Слышу, открывается входная дверь, стучат легкие женские шаги, звучит ее смех. Тут же певучий голос малыша, жаркий шепот арабки. И уже меня заливает сноп света, проникающий через отворяющуюся дверь. Она в легком платье, чуть вспотевшая, сумка через плечо, темные очки— прямо туристка. Стоит, изумленная неожиданной моей вылазкой, пытается улыбнуться мне, но я утонул в кресле, но другую сторону стола, неуклюжий, весь в черном и держу в руке ножик.
Она делает несколько легких, быстрых шагов в мою сторону, внезапно останавливается, что-то чувствует, ее охватывает страх, точно от меня на самом деле веет смертью.
— Something wrong? — дрожит ее голос, будто именно я вот-вот умру или скрываю под костюмом смертельную рану.
Я выпрямляюсь, выпускаю из рук ножик, сноп теплого света так и бьет по мне, делаю несколько шагов, вхожу в тень. Бормочу утреннюю новость на древнем, библейском иврите, знаю — она ничего не понимает, да и слова застревают в горле.
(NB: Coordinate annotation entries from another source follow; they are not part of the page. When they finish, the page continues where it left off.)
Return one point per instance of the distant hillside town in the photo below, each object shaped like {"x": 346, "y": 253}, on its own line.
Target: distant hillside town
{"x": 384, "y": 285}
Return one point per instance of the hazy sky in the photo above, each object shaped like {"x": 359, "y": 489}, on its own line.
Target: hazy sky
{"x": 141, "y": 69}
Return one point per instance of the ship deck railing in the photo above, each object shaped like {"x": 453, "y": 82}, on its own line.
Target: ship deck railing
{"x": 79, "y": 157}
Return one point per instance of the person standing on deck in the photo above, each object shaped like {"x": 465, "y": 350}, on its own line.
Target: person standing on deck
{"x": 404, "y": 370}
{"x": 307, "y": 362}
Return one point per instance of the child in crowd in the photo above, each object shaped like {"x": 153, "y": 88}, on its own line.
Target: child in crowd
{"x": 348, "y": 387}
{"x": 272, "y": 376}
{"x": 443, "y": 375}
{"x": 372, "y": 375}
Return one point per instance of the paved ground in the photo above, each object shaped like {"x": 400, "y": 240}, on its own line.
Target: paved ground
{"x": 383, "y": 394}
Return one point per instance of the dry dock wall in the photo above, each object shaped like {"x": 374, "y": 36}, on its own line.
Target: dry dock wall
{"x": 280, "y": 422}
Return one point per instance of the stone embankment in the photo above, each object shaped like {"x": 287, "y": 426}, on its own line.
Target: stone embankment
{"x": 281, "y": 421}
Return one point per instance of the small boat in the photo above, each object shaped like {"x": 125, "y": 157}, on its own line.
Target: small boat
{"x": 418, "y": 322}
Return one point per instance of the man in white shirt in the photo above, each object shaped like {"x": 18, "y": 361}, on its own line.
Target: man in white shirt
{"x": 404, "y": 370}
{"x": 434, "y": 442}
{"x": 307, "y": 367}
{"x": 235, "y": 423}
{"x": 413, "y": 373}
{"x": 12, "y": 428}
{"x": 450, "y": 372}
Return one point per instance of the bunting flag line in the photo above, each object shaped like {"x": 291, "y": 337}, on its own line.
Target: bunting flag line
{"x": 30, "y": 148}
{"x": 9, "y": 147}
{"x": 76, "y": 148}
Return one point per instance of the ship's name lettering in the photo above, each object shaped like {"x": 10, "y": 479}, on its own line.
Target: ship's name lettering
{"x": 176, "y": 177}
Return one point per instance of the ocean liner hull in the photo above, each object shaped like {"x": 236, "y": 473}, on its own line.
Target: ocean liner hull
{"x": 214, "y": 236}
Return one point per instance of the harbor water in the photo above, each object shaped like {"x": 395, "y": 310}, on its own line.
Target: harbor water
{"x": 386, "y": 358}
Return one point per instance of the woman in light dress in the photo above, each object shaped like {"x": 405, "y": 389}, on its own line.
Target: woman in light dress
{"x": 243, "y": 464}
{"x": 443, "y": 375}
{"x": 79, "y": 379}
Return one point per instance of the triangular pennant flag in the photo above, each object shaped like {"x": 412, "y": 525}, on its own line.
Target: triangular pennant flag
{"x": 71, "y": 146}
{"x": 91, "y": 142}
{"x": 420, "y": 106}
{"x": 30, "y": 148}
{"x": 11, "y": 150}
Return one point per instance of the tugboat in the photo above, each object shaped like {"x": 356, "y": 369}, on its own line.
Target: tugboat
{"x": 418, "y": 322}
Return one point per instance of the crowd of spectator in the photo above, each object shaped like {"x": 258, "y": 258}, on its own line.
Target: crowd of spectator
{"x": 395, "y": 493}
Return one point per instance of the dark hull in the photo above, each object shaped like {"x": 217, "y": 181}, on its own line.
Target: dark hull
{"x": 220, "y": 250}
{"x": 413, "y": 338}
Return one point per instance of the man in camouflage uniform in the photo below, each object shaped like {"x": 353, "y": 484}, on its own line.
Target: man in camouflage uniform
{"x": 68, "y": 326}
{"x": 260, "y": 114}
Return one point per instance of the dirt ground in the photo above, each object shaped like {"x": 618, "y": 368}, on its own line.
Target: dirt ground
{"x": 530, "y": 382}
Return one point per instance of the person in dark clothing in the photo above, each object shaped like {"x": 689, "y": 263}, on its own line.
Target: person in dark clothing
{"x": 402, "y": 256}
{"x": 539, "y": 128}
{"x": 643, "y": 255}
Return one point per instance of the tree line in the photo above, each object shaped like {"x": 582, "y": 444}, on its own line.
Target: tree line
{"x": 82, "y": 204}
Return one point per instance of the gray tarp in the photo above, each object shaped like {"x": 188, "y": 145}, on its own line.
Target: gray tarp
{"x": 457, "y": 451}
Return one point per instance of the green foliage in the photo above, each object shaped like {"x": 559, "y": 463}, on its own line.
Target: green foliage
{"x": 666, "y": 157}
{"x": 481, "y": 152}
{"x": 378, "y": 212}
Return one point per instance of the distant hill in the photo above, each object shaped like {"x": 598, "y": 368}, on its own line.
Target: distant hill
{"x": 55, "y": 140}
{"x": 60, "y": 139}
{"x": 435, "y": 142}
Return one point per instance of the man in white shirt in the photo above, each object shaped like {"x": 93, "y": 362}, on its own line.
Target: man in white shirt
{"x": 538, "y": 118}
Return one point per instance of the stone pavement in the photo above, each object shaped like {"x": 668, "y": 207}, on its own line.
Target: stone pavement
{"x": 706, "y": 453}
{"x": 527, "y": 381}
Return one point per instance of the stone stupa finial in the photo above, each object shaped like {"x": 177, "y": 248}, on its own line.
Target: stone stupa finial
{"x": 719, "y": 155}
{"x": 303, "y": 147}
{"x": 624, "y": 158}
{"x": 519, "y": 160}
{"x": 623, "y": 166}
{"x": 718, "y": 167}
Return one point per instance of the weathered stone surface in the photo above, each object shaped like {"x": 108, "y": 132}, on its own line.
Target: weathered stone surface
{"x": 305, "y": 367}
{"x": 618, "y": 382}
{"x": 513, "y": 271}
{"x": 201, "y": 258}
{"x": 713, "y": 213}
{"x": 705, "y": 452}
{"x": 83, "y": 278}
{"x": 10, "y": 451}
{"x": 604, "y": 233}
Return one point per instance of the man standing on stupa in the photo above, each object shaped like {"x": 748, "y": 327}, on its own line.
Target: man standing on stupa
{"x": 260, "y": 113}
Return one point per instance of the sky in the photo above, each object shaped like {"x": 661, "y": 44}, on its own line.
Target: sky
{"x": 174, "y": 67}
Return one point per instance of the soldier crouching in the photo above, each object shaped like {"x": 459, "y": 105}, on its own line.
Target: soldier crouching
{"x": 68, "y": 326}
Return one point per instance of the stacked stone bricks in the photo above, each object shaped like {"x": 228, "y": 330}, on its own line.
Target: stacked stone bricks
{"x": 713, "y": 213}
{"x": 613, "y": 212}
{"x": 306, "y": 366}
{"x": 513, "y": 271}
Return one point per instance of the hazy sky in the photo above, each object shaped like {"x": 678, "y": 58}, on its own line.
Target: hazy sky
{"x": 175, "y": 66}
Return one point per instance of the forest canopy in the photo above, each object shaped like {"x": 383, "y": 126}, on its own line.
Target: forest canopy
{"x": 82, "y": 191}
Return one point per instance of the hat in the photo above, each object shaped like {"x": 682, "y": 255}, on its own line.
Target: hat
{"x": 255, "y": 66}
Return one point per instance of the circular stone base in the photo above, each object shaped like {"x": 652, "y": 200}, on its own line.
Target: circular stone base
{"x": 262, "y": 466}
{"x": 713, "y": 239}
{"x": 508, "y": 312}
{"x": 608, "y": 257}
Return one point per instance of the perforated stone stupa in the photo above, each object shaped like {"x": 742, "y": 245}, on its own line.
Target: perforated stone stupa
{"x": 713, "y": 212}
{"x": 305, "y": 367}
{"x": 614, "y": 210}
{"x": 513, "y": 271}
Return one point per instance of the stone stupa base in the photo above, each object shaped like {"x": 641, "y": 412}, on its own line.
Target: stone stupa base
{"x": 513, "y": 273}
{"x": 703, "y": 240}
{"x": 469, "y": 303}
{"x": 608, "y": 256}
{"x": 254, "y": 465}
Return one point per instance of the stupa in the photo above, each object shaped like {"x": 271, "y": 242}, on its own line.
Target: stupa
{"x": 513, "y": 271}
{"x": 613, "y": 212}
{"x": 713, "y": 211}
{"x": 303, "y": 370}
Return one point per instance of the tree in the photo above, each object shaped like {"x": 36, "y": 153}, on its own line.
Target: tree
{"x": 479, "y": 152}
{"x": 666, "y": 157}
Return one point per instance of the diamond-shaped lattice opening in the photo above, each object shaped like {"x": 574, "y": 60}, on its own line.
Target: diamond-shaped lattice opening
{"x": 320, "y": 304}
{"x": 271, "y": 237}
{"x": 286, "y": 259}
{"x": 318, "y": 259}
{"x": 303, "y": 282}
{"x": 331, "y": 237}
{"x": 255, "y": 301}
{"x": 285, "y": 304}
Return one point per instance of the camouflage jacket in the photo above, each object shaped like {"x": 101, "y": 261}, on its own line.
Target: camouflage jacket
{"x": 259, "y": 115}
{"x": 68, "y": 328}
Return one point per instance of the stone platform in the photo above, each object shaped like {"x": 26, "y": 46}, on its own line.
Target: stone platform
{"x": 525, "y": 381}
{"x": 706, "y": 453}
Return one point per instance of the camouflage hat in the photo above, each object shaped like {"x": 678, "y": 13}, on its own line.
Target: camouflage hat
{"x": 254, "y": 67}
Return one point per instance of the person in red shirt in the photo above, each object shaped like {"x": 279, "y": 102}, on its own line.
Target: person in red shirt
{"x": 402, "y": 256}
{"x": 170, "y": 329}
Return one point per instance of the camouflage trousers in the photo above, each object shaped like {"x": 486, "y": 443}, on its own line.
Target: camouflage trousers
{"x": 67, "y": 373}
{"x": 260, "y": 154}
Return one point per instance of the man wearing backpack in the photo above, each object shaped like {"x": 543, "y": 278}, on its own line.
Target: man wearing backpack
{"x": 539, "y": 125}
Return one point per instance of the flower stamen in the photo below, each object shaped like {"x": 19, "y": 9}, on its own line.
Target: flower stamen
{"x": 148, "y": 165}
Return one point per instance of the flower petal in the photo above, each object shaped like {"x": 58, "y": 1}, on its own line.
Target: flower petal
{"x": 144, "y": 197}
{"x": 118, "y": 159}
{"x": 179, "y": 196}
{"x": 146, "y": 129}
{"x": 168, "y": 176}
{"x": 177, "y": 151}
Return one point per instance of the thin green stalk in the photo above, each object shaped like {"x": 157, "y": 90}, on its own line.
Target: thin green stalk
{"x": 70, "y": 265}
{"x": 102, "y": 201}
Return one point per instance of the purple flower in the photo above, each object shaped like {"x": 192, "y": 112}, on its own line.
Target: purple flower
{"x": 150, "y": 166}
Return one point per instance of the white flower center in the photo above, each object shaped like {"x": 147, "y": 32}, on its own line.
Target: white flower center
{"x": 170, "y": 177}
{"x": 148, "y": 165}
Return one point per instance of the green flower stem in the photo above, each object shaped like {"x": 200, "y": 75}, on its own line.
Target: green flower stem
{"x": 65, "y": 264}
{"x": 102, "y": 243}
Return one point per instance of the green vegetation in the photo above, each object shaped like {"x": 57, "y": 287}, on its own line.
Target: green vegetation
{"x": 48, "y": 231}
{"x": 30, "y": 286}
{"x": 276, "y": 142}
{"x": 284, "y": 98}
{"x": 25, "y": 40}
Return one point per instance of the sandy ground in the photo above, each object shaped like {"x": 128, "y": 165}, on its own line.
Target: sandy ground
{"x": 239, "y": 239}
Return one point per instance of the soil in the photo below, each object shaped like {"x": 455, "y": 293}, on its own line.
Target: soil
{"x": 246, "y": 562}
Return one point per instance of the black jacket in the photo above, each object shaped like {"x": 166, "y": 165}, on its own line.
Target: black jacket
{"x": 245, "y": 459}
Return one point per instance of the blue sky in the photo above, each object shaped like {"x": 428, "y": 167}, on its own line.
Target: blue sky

Меня заливает вдруг острая жалость к ним, я глажу малыша по головке, наклоняю голову перед старой арабкой и следую дальше — через теплый свет квартиры, через входную дверь, которая так и осталась открытой, — в сторону все более и более открывающегося передо мной оврага, в сторону университета. Надо будет позвать оттуда кого-нибудь на помощь.
По прямой — чуть ли не воздушной — линии я пересекаю вади. И тут, в зарослях, в цветущей этой впадине, надо мной на мгновение исчезает солнце, и я всей душой, в каком-то голодном экстазе, отдаюсь тебе, только тебе. Убитый мой! Единственный! Зову из бездны, вот уже и полдень прошел, суббота на подходе, а никто в Иерусалиме не знает, что тебя уже нет. Твоя жена так и не поняла ничего. Я допустил ошибку: все-таки надо было дать властям выполнить свои обязанности.
Кругом скалы, склон ужасно крутой, кустарник растет неизвестно откуда — земли-то никакой не видно, — путается в ногах, кто бы мог подумать, что в двух шагах от университета такая глухомань.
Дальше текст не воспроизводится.